One of her most recent posts seems borne of her therapy experience and the criticism that initiated it: “Self-love is not about thinking you’re perfect. It’s about knowing that you’re good enough even if you aren’t perfect.”

Sellens, who hovered near the top of the leaderboard during Friday’s match-play rounds in the 2021 PWBA Tour Championship, says that applies as much to bowling as it does to life.

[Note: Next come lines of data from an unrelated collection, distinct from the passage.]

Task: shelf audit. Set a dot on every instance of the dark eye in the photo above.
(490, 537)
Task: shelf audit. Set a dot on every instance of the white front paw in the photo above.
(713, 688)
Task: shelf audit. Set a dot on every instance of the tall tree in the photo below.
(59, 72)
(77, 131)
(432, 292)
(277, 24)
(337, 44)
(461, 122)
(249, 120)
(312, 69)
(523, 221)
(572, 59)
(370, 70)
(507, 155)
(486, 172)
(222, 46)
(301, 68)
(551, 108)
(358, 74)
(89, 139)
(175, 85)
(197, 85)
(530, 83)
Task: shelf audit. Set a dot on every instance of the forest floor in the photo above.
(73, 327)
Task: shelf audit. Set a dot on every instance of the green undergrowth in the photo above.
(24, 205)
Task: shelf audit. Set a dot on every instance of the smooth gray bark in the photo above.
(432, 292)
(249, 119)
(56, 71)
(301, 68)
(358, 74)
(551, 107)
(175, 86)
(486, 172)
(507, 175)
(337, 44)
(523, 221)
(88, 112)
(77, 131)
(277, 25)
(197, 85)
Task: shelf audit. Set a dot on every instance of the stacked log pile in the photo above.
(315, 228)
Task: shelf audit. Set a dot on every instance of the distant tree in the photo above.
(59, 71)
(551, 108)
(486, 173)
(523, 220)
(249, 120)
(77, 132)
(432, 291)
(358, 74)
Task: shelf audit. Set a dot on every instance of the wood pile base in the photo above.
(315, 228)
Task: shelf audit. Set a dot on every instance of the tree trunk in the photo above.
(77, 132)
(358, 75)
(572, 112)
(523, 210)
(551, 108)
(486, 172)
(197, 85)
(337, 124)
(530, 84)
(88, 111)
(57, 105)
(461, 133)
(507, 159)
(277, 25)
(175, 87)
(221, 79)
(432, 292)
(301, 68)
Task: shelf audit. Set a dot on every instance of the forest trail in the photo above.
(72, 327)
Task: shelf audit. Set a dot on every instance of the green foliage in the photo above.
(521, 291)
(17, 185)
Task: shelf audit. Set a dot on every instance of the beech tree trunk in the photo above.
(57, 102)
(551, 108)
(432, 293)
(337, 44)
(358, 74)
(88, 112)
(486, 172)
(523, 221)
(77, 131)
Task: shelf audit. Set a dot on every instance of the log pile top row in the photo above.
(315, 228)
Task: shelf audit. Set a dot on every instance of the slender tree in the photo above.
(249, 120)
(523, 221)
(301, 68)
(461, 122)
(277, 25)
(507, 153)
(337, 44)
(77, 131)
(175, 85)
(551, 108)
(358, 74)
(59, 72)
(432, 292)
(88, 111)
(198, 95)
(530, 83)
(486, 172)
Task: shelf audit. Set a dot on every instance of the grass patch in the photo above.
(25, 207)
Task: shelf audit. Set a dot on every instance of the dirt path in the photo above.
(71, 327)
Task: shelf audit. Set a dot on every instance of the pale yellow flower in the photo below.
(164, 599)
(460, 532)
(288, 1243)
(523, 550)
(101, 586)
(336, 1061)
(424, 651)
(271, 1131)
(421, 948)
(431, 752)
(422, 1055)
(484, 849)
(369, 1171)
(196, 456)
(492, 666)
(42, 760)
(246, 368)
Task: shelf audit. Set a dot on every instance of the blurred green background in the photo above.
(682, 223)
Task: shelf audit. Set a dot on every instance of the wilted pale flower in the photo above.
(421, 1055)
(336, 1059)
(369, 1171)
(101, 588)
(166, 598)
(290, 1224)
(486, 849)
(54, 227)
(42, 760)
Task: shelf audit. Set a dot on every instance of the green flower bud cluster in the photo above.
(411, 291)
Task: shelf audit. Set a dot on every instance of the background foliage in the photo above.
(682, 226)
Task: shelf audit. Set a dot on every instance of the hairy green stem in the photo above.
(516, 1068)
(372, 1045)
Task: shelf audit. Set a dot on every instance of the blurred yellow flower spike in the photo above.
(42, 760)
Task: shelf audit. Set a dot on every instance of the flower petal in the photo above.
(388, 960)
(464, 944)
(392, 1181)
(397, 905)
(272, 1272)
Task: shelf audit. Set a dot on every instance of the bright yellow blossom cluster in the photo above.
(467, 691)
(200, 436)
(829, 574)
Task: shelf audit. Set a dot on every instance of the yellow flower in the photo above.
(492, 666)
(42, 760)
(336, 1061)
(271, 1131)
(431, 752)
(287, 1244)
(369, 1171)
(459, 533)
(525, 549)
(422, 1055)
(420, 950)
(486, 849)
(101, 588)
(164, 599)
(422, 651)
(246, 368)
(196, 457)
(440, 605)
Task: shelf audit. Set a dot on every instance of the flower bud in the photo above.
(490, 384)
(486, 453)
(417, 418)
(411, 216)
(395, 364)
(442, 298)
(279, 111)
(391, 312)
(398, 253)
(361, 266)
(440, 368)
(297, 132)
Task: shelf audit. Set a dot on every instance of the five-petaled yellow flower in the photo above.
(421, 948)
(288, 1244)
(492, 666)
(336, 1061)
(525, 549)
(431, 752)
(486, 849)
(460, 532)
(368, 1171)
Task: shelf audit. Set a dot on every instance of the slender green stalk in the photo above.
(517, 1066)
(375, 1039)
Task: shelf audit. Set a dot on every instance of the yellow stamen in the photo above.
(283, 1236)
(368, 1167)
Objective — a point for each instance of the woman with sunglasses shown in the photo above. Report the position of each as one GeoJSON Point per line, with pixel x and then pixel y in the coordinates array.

“I don’t have to cash in every tournament. I know that I’m not going to be perfect every time. I’m going to make mistakes. But I’m still good enough,” she says.

Each year, Sellens also picks a different hashtag.

The first hashtag was #makeitcount, then it was #keeppushing. Now, it is #neversettle.

Tattooed onto her right shoulder is another phrase: "Keep moving forward."

"It's something that I've kind of really taken to heart in the last couple of years," Sellens said. "You can't dwell on the past; you have to be always looking forward."

Sellens gets messages from people that love her posts, and it means the world to her.

"People see my stuff, and they are like, ‘Thank you so much; I needed that today," Sellens said.

Making that kind of difference in the lives of others is something she cherishes as much as any accomplishment on the lanes.

With a final round of match play set to get underway Saturday in the 2021 PWBA Tour Championship, and with Sellens currently occupying the last spot on Sunday's TV finals at 5 p.m. ET on CBS Sports Network, a big accomplishment on the lanes may well be on her horizon.

But no matter how things shake out for Shannon Sellens this weekend, whether she wins or falls short, makes the show or goes home knowing how close she came, there will be one thought on her mind: "I am enough."